There’s an interlude two-thirds through the movie, after Newland has gone to see Ellen alone, lying to May about his whereabouts, one of his crucial missteps that confirm her danger to her. But Ellen refuses to run off with him.
“You gave me my first glimpse of a real life,” he says, “and then you told me to carry on with a false one. No one can endure that.”

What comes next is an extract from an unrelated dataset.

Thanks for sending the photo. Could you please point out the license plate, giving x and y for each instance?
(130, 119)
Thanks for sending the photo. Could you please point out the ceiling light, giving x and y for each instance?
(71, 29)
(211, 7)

“I’m enduring it,” she says.
Then Scorsese fades into one of the film’s few shots of the Manhattan crowds that Newland, May, Ellen and company must have had to contend with daily, whatever their riches, even if only as traffic blocking their carriages. Bowler hatted men in brown, black and grey, hold their hat brims against the wind, maybe against the downdrafts from one of the new skyscrapers being flung up ten, twenty, thirty stories. It’s a slow-motion shot, set to a woman singing, “…that you loved me still the same.” None of the men look up at us. They are all on their way somewhere. They do not know they’re in a movie. They do not know they’re in the past.

Starting a story forty or fifty years before the present lets us witness lives settling in their molds until personality becomes indistinguishable from habit, change too arduous or fraught to contemplate. It is wistful only if we interject our notions; if only they’d known, if only they’d done x or y; but as Scorsese scrupulously reminds us, they did what they could.